Uns dizem: “Não aconteceu nada”. “Mas podia ter acontecido!” – respondem outros. Na pressa de seguir as análises, de observar com que dedicação comentam os preocupados e com que irritação agem cansados do assunto, sem pressa nenhuma em apanhar nas palavras dos políticos qualquer sinal de incompetência e abdicando de relatar nos socialmedia “como”, “quando”, “se” e “porquê”, dou-me ao luxo de deixar o terramoto ser o terramoto. Abalar. Destruir. Libertar energia. Mudar.

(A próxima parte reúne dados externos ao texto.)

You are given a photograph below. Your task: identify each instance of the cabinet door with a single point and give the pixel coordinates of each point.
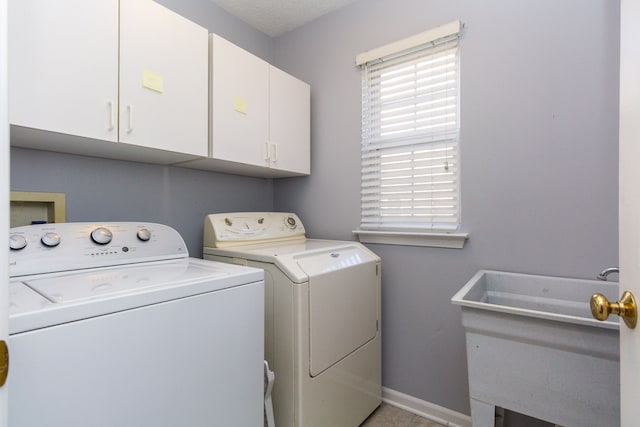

Os especialistas informam que o sismo teve três réplicas. A que eu senti mais, veio ao final do dia. Veio com um cãozinho que reconheceu a sua dona e correu aos seus braços com uma explosão de alegria como se fosse o último dia. Veio com uma mãe que fazendo o seu treino de corrida acompanhava dois filhotes de bicicletas que quase me atropelaram ao tentar cumprimentar o comboio passando por baixo da ponte pedonal. Veio com um grupo de vizinhos paquistaneses (ou talvez indianos) que dançavam em família e nada faziam  da pressa da semana de trabalho a começar. Veio para abalar ”falta-me tanto” para deixar –  “tenho tanto”. Para fazer cair: “tudo garantido” – E fazer ficar: “tudo oferecido”. Para parar: “pedir mais”, e libertar: “agradecer mais”.

E apesar de nos comportarmos todos como se de facto nada tivesse acontecido, o nosso mundo estremeceu. E quando finalmente paro, verte-se em mim como mel, por segundos longos demorados, esticados até ao infinito, uma gratidão quente e sem dúvida habitada igualmente por toda esta gente que treinou, correu, passeou por mim no jardim do nosso bairro.